Soep is één van de weinige voedingswaren die u bijna onbeperkt kan eten. Soep op basis van verse groenten of diepvriesgroenten bevat relatief weinig vet en is energie- of caloriearm (op voorwaarde dat u niet te gul omspringt met boter, room, enz.), en het is een goede bron van vitaminen (o.m. foliumzuur, vitamine E, beta-caroteen…), mineralen en vezels. 
Onderzoek toont aan dat mensen die regelmatig soep eten minder zwaarlijvig zijn. Soep levert doorgaans weinig calorieën voor een groot volume (gemiddeld minder dan 100 kcal voor 250ml groentesoep) en zorgt voor een verzadigingsgevoel. Het is dan ook een ideaal voorgerecht. Soep met stukjes groenten geeft een groter gevoel van verzadiging dan gemixte soepen.
Dagelijks een bord soep eten is een goede manier om aan de dagelijks aanbevolen hoeveelheid groenten te komen. Soep bereid met 600 g groenten per liter water levert per portie van 250 ml ongeveer 150 g groenten, wat ongeveer de helft is van de dagelijks aanbevolen hoeveelheid groente. Eén portie soep van 250 ml levert ook één zesde van de dagelijks aanbevolen hoeveelheid vocht (1,5l).
Soep is tenslotte ook een goede manier om kinderen groenten te doen eten of te laten wennen aan de smaak van diverse groenten. 
*
Enkele tips om optimaal te profiteren van de voordelen van soep.*

- Kies bij voorkeur een ontvette bouillon als basis van de soep. Maakt u zelf de bouillon, schep dan het vet van de afgekoelde bouillon weg alvorens de andere soepingrediënten toe te voegen.

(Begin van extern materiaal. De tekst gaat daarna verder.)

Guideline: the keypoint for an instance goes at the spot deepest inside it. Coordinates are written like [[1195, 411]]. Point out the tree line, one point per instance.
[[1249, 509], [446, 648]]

- Voeg niet te veel vet toe in de vorm van boter, room en dergelijke.

- Indien u gebruik maakt van bouillonblokjes, kies dan bij voorkeur zoutarme blokjes. Gewone bouillonblokjes zijn namelijk zeer zoutrijk. Hetzelfde geldt voor kant-en-klaarsoepen in het algemeen en oplossoepen in het bijzonder. 

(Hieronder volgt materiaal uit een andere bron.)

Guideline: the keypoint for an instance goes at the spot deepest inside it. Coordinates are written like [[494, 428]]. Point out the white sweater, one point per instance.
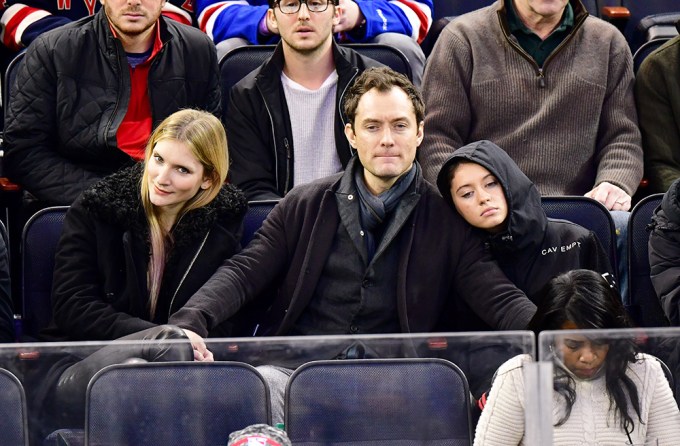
[[591, 422]]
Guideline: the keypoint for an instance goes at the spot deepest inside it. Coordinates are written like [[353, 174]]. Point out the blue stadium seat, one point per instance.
[[588, 213], [174, 403], [645, 306], [650, 19], [378, 402], [13, 419], [38, 246], [257, 212]]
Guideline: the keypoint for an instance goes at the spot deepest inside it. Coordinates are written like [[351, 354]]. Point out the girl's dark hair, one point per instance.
[[591, 301]]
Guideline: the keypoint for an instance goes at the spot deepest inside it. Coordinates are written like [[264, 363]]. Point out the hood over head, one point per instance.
[[526, 221]]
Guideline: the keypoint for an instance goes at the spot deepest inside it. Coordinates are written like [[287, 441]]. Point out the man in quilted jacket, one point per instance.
[[88, 95]]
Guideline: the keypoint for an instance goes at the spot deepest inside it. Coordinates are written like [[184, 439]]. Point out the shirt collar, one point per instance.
[[516, 24]]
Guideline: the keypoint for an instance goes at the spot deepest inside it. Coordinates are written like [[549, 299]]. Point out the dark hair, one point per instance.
[[273, 3], [382, 79], [591, 301]]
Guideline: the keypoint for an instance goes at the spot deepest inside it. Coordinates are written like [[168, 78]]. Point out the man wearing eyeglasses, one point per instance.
[[284, 120]]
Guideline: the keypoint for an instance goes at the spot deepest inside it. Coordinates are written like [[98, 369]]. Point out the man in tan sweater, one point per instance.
[[549, 84]]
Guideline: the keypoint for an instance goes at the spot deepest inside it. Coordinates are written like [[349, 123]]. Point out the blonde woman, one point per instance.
[[134, 248]]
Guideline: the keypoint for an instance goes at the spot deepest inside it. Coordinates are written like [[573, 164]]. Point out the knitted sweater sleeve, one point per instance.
[[619, 144], [446, 91], [502, 420]]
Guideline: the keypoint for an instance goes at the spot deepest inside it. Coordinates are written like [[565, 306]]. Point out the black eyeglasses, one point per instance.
[[293, 6]]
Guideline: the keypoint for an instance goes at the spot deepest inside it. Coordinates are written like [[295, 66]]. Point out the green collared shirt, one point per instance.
[[530, 42]]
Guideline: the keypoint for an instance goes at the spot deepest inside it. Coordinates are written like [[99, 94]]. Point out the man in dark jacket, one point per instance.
[[284, 120], [89, 94], [372, 250], [664, 253]]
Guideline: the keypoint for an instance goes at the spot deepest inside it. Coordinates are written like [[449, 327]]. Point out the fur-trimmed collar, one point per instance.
[[116, 199]]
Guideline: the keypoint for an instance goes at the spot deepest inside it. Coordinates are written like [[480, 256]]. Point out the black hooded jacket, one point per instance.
[[664, 253], [533, 248]]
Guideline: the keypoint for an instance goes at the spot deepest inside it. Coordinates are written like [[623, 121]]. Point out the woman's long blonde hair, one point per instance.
[[204, 135]]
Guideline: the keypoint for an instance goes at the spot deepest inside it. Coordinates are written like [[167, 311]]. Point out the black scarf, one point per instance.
[[375, 208]]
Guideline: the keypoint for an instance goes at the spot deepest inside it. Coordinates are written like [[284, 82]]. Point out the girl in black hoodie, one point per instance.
[[489, 190]]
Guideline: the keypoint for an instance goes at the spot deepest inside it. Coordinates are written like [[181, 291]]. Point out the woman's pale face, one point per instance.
[[478, 197], [584, 357], [175, 176]]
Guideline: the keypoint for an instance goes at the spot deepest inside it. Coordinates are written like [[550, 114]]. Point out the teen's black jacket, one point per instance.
[[533, 248]]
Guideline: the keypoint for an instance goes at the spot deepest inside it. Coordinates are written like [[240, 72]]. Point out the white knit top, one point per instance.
[[591, 422]]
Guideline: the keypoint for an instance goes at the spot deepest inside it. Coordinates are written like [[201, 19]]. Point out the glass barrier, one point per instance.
[[378, 389], [590, 387]]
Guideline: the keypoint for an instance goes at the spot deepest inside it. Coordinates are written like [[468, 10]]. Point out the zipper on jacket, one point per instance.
[[186, 273], [540, 71], [276, 157], [288, 166], [120, 89], [541, 78]]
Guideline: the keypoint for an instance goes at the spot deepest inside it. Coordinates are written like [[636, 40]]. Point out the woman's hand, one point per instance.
[[201, 352]]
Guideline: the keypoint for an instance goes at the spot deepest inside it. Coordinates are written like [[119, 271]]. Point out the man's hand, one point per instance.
[[612, 197], [201, 352], [349, 16]]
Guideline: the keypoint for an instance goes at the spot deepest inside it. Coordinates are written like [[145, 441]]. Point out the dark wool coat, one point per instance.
[[533, 248], [664, 253], [62, 123], [100, 279], [441, 266]]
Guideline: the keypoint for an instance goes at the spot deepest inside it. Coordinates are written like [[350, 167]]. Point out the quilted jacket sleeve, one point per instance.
[[32, 155]]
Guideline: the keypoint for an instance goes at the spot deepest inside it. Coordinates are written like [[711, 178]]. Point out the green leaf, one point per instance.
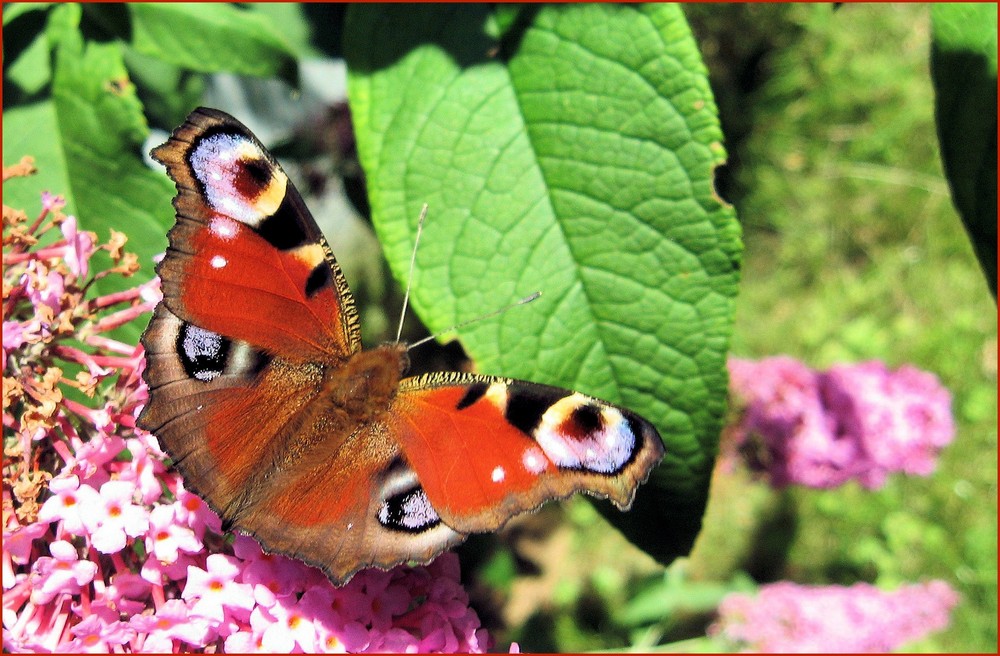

- Voeg zo weinig mogelijk extra zout toe aan de soep, maar gebruik andere kruiden en groenten om ze op smaak te brengen (knoflook, nootmuskaat, paprika, peper, uien, peterselie, basilicum, bieslook, dille, dragon, kervel, lavas, marjolein, selder, tijm...).

- Voeg niet systematisch zetmeelproducten toe zoals aardappels, rijst en pasta. Als u van lichtgebonden soep, gebruik dan bijvoorbeeld pompoen of knolselder. Knolselder en pompoen binden even goed als aardappelen maar leveren 4 keer minder calorieën.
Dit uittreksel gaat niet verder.